The banner challenged recent legislation in Florida dubbed the 'Don't Say Gay' bill.
National Women's Soccer League (NWSL) franchise Orlando Pride have issued an apology after allegedly telling a supporters' group that they could not display a banner in their stadium containing the word 'gay' during a home match at the weekend.
The Black Swans Drinking Club wanted to put the banner up as a response to recent legislation which has been dubbed the 'Don't Say Gay' bill, and took to Twitter to explain how the Pride had told them the sign was political and had to be taken down when the team drew 0-0 against the Washington Pride in the Challenge Cup on Saturday.
The NWSL announced it would meet with the Black Swans to determine what happened, and the Pride stated on Tuesday that the conversations had concluded the order was a mistake.

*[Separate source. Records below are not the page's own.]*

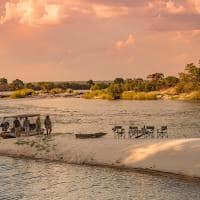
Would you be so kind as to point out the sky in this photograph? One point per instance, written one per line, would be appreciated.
(61, 40)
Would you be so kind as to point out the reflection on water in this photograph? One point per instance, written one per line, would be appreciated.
(83, 116)
(34, 180)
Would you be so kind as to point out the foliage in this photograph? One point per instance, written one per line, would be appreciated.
(18, 84)
(115, 90)
(131, 95)
(97, 94)
(99, 86)
(119, 81)
(56, 91)
(193, 96)
(22, 93)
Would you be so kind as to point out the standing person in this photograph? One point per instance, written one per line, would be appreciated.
(17, 127)
(38, 125)
(48, 125)
(26, 126)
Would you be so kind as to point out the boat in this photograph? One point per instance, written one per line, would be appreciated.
(90, 135)
(8, 130)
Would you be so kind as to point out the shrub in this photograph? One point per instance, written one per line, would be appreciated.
(131, 95)
(97, 94)
(193, 96)
(22, 93)
(56, 91)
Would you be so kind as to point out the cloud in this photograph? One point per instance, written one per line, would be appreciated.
(121, 44)
(104, 11)
(33, 12)
(159, 15)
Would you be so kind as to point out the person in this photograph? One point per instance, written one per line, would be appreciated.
(26, 126)
(48, 125)
(17, 127)
(38, 125)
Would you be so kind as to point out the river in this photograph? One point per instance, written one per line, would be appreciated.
(35, 180)
(74, 115)
(22, 179)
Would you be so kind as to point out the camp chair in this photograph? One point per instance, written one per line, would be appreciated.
(162, 132)
(133, 131)
(119, 131)
(150, 131)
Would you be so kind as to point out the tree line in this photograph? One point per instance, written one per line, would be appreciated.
(187, 81)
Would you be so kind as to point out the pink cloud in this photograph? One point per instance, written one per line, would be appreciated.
(121, 44)
(33, 12)
(105, 11)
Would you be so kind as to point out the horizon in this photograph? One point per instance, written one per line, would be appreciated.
(57, 40)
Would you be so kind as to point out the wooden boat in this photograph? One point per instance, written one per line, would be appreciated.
(90, 135)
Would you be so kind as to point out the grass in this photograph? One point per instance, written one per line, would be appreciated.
(131, 95)
(22, 93)
(56, 91)
(193, 96)
(97, 94)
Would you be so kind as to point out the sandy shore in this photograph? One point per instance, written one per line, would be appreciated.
(180, 156)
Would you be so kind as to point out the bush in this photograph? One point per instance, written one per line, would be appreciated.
(56, 91)
(22, 93)
(131, 95)
(97, 94)
(193, 96)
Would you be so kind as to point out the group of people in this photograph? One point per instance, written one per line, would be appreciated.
(26, 126)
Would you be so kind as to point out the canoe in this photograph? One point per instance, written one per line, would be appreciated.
(91, 135)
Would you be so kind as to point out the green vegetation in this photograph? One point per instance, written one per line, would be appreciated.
(97, 94)
(131, 95)
(22, 93)
(56, 91)
(155, 86)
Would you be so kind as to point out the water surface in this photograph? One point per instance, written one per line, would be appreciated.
(37, 180)
(73, 115)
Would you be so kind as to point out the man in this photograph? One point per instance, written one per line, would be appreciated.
(26, 126)
(17, 127)
(48, 125)
(38, 125)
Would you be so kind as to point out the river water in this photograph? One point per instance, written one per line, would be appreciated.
(73, 115)
(38, 180)
(35, 180)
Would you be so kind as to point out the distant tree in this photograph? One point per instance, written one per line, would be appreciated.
(190, 79)
(155, 77)
(99, 86)
(30, 86)
(18, 84)
(90, 83)
(115, 90)
(171, 81)
(119, 81)
(3, 81)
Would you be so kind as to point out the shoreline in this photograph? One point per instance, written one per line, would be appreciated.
(170, 156)
(147, 171)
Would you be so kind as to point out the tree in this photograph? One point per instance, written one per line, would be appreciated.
(119, 81)
(99, 86)
(171, 81)
(18, 84)
(115, 90)
(190, 79)
(90, 83)
(155, 77)
(3, 81)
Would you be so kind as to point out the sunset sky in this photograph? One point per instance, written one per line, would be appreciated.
(43, 40)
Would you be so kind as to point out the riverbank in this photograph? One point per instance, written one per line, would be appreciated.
(179, 156)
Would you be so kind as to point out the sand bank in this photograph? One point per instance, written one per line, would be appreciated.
(180, 156)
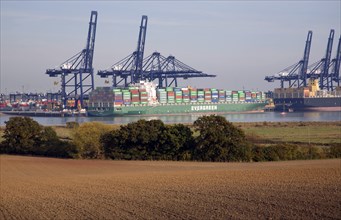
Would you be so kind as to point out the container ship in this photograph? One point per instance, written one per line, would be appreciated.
(309, 98)
(145, 99)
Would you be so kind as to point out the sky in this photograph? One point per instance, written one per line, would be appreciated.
(239, 41)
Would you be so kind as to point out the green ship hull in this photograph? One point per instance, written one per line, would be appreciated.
(176, 109)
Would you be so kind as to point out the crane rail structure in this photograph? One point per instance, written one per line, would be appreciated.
(134, 67)
(77, 72)
(327, 71)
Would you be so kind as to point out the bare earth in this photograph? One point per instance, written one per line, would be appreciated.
(44, 188)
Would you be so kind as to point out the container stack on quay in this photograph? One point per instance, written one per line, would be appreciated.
(110, 97)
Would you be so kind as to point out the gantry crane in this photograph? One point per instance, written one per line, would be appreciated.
(134, 68)
(77, 72)
(335, 73)
(167, 70)
(129, 69)
(320, 70)
(295, 74)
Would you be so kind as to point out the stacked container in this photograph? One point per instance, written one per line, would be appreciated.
(185, 95)
(178, 95)
(126, 97)
(143, 96)
(162, 96)
(170, 97)
(208, 95)
(229, 96)
(100, 97)
(253, 96)
(241, 96)
(118, 98)
(235, 96)
(222, 96)
(135, 96)
(193, 95)
(214, 95)
(201, 96)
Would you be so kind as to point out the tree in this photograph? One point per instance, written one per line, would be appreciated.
(220, 140)
(86, 138)
(147, 140)
(22, 135)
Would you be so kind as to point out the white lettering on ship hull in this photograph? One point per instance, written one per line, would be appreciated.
(204, 108)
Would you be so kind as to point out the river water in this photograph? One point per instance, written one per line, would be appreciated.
(238, 117)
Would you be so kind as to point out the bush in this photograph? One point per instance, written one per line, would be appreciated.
(220, 140)
(25, 136)
(86, 138)
(22, 135)
(72, 124)
(145, 140)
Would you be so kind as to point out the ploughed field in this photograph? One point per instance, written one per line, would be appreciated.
(45, 188)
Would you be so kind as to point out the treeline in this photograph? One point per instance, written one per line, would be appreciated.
(210, 138)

The Pride released a joint statement with the Black Swans and, after talks not just with the group but also other "supporters, players, front office and team staff as well as community leaders in LGBTQIA+ activism", realized that it had "wrongly focused on signage polices and procedures, instead of allowing the important meaning of this message."

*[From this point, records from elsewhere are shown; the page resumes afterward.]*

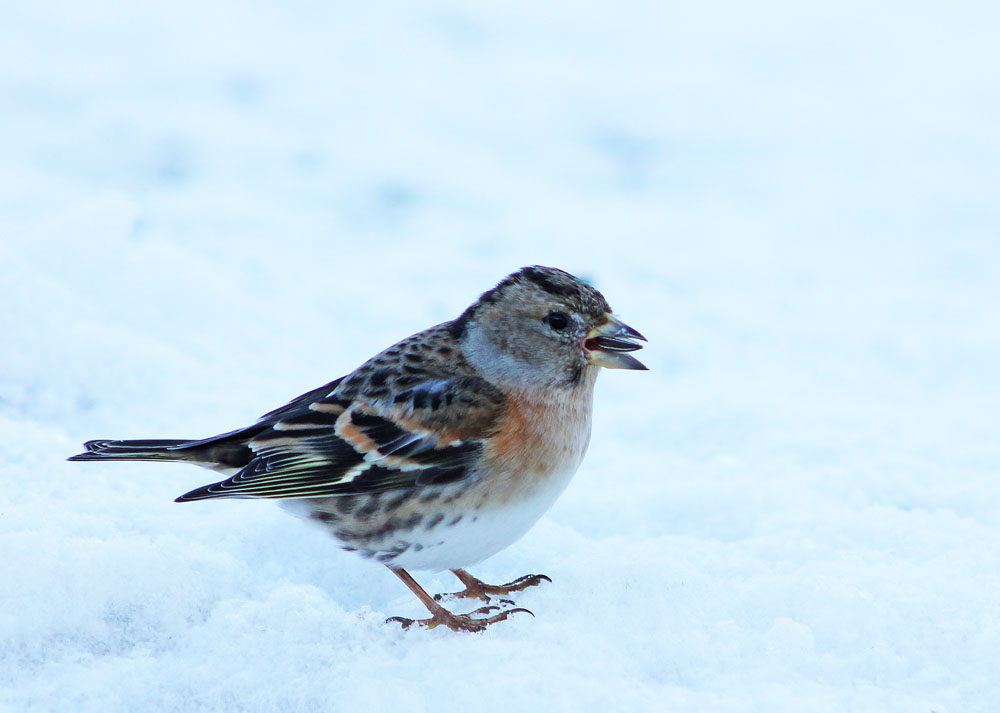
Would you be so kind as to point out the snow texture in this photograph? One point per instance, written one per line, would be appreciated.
(208, 208)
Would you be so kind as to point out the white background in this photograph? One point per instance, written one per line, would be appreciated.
(208, 208)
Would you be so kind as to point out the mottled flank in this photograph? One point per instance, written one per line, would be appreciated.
(438, 451)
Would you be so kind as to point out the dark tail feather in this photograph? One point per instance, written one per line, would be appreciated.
(137, 450)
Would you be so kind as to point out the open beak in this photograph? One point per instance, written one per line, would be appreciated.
(606, 345)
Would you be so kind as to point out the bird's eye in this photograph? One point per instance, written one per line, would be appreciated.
(557, 320)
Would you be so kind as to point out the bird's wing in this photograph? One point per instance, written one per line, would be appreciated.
(342, 443)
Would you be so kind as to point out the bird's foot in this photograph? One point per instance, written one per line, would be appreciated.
(478, 589)
(458, 622)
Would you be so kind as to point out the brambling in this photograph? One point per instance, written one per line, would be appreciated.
(441, 450)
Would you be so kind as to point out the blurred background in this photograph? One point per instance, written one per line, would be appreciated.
(208, 208)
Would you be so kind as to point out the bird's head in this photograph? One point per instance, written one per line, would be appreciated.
(543, 328)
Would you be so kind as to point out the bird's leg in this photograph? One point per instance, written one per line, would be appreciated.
(478, 589)
(440, 615)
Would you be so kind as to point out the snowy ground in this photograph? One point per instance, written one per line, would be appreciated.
(208, 208)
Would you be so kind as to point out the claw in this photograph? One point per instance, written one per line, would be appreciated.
(457, 622)
(478, 589)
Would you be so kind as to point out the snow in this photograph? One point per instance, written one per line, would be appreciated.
(209, 208)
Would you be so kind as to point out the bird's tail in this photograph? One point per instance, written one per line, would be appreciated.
(173, 449)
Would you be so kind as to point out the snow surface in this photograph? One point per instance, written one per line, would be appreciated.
(209, 208)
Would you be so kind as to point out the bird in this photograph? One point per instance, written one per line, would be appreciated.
(439, 451)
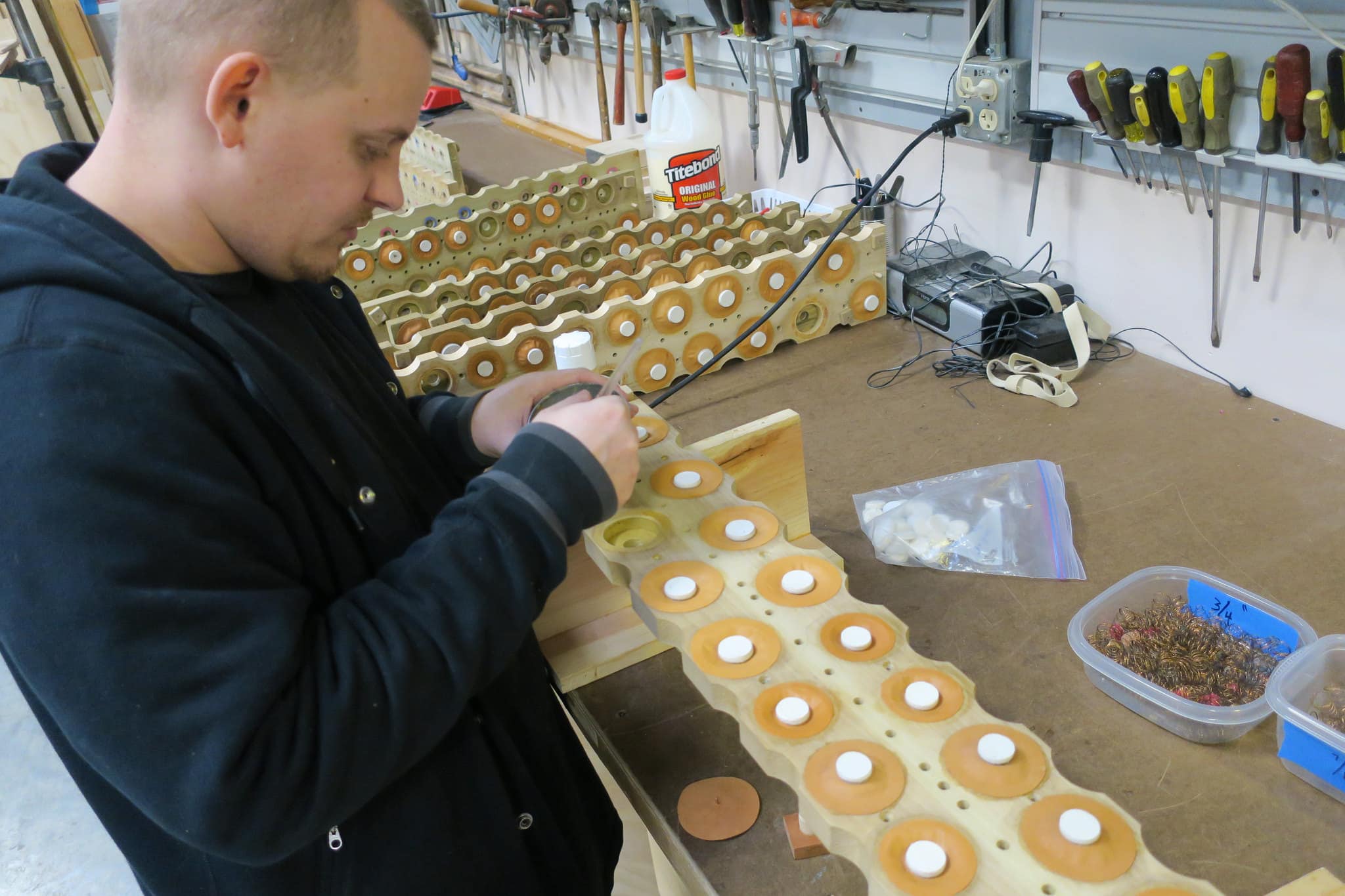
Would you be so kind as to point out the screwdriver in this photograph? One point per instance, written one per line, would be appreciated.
(1184, 101)
(1118, 93)
(1216, 100)
(1266, 146)
(1095, 77)
(1139, 109)
(1317, 121)
(1080, 89)
(1156, 98)
(1292, 77)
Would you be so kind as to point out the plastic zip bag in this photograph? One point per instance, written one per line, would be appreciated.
(1011, 519)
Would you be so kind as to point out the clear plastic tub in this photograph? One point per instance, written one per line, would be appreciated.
(1184, 717)
(1315, 753)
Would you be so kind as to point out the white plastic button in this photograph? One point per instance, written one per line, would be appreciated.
(680, 587)
(854, 767)
(926, 859)
(686, 480)
(1080, 828)
(793, 711)
(736, 649)
(740, 531)
(921, 696)
(856, 639)
(996, 748)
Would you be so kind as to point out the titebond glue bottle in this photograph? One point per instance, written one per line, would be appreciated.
(682, 148)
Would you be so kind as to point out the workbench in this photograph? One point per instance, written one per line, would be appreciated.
(1162, 467)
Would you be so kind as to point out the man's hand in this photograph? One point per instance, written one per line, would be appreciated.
(604, 427)
(503, 412)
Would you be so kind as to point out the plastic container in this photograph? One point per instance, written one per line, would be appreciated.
(1308, 747)
(682, 150)
(1184, 717)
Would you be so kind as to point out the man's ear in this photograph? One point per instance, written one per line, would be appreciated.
(232, 95)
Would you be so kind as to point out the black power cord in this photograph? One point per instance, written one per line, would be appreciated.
(946, 125)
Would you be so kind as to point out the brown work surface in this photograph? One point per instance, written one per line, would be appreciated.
(1161, 467)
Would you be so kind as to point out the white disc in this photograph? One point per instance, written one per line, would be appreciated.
(686, 480)
(854, 767)
(680, 587)
(921, 696)
(996, 748)
(1080, 828)
(856, 639)
(736, 649)
(740, 531)
(926, 859)
(793, 711)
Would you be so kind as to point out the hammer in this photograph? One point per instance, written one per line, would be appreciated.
(595, 14)
(658, 24)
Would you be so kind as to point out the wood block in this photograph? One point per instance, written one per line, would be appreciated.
(802, 845)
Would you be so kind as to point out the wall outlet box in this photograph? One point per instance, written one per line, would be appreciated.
(994, 93)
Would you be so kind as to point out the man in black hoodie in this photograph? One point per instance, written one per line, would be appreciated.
(275, 617)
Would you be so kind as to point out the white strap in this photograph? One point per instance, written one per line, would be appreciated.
(1029, 377)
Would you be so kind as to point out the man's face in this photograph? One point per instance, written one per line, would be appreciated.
(320, 159)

"Our city is no stranger to the dangers that come from hateful rhetoric and intolerance," the Pride continued, referring to the 2016 Pulse nightclub shooting.
"We oppose the Florida legislation which promotes ostracization and discrimination of LGBTQ+ students in our schools and their families."

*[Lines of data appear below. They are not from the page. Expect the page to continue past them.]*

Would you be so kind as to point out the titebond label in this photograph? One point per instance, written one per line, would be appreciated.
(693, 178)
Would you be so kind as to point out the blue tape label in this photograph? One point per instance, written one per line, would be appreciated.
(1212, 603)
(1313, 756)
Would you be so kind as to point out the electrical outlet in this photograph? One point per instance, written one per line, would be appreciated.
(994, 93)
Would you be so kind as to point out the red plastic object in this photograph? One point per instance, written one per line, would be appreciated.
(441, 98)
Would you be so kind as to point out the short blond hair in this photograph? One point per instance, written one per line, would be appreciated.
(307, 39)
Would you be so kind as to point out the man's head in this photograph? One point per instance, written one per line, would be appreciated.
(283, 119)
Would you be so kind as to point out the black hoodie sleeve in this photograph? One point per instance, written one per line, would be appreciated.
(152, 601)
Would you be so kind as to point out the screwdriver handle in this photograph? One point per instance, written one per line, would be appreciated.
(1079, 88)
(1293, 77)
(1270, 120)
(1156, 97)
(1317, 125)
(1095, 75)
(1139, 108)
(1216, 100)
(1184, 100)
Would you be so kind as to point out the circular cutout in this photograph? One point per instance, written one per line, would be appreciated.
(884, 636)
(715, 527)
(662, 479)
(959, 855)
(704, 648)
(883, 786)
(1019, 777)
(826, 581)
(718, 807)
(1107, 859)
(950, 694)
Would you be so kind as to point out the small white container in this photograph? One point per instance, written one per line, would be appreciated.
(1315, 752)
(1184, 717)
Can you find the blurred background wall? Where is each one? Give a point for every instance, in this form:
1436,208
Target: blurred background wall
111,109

"As a result, supporters were especially dismayed by the club's decision not to allow the banner."
"It is a privilege and duty to create a safe, inclusive environment at Orlando Pride matches, and the club deeply apologizes for violating that trust through this incorrect decision
"Moving forward, the Black Swans have approval to hang the banner at Pride home matches if they wish to do so."
The Pride's actions at the weekend may have surprised some given that it has long championed LGBTQ+ rights, with 49 seats at its Exploria stadium being rainbow-colored in order to honor the victims of the nightclub tragedy.
Last month, the Pride and its Major League Soccer affiliate, Orlando City, criticized the legislation before it went to Governor Ron DeSantis in a separate statement.
The supposed 'Don't Say Gay' bill prevents schools in Florida from teaching young children about topics such as sexual orientation and gender identity.